# HTC Boot unlocker Available for Sprint



## bhdunn

See: http://htcdev.com/bootloader/

Sent from my Inspire 4G using RootzWiki Forums


----------



## dvlukno

Has anyone done this? Should I bother if I've already used AlphaRevX to do the job?


----------



## USSENTERNCC1701E

You actually cannot do this if you have alpha rev without rewriting your S-OFF bootloader with the latest OTA 1.50 HBOOT. And no, do not do that.
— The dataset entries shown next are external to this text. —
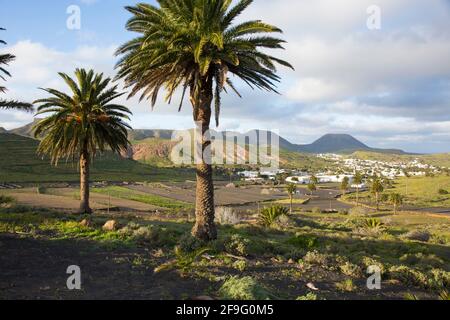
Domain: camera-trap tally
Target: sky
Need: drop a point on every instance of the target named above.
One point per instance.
(387, 82)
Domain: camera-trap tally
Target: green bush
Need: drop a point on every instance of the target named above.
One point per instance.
(418, 235)
(188, 243)
(269, 216)
(408, 276)
(430, 260)
(308, 296)
(316, 258)
(6, 199)
(303, 241)
(346, 286)
(240, 265)
(237, 245)
(350, 269)
(246, 288)
(359, 211)
(372, 223)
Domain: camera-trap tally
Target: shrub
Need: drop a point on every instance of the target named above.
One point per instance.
(149, 234)
(6, 199)
(346, 285)
(369, 261)
(370, 228)
(240, 265)
(318, 259)
(268, 216)
(359, 211)
(408, 276)
(284, 221)
(418, 235)
(373, 223)
(183, 261)
(303, 241)
(422, 259)
(40, 190)
(351, 270)
(227, 216)
(439, 278)
(308, 296)
(188, 243)
(237, 244)
(245, 288)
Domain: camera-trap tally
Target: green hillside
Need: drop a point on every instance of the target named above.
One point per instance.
(19, 163)
(439, 160)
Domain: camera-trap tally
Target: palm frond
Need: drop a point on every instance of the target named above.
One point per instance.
(185, 43)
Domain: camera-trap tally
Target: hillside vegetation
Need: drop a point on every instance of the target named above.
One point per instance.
(20, 163)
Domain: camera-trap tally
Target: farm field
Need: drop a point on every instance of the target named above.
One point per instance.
(327, 252)
(418, 192)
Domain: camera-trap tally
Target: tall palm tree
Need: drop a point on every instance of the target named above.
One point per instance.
(345, 185)
(357, 180)
(377, 188)
(5, 59)
(291, 190)
(194, 45)
(82, 124)
(397, 200)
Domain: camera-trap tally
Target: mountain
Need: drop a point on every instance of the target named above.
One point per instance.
(26, 130)
(329, 143)
(341, 143)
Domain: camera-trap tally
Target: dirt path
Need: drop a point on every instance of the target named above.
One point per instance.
(36, 269)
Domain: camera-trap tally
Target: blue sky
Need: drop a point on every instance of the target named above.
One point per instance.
(388, 87)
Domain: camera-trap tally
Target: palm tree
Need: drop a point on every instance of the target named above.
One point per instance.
(5, 59)
(291, 190)
(345, 184)
(357, 179)
(397, 200)
(314, 180)
(194, 45)
(312, 187)
(82, 124)
(377, 188)
(407, 176)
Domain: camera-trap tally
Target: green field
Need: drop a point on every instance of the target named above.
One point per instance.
(20, 164)
(438, 160)
(125, 193)
(247, 262)
(417, 191)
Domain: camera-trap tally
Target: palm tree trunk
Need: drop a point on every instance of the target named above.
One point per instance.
(84, 183)
(204, 228)
(291, 204)
(378, 202)
(357, 197)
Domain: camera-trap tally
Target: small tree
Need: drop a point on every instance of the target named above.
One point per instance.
(376, 189)
(396, 200)
(82, 123)
(357, 179)
(345, 184)
(312, 187)
(291, 190)
(407, 176)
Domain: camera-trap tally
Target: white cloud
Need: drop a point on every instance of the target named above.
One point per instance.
(383, 86)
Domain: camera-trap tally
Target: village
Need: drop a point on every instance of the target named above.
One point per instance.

The HTC Unlocked is still S-ON, and they'll register your phone's serial with a database of phones with voided manufacturer warranties.


----------



## bhdunn

"USSENTERNCC1701E said:


> You actually cannot do this if you have alpha rev without rewriting your S-OFF bootloader with the latest OTA 1.50 HBOOT. And no, do not do that. The HTC Unlocked is still S-ON, and they'll register your phone's serial with a database of phones with voided manufacturer warranties.


From HTC site:

" It is our responsibility to caution you that not all claims resulting or caused by or from the unlocking of the bootloader may be covered under warranty. Please note that unlocking your bootloader does not mean that you will be able to unlock the SIM lock. Unlocking your SIM lock is at the discretion of your operator/carrier and is not part of the bootloader unlocking scope."

Translation: warranty may be denied, not will be denied.


----------



## USSENTERNCC1701E

bhdunn said:


> From HTC site:





> Credits
> 
> Revolutionary was brought to you by (in no particular order):
> 
> Koush Dutta • Kenny Millington • Joshua Wise • Ryan Pearl • Adam Glasgall • Matt Mastracci • Sen Verbrugge • Michael Sullivan • Matthew Fogle • The mysterious 0xf4b • Eric Smaxwill


Note the lack of HTC involvement in Revolutionary, draw your own conclusions.


----------



## lmbebo

HI

any word if they are working on an update to hboot 1.5?


----------



## busventinc

"lmbebo said:


> HI
> 
> any word if they are working on an update to hboot 1.5?


Was wondering the same thing


----------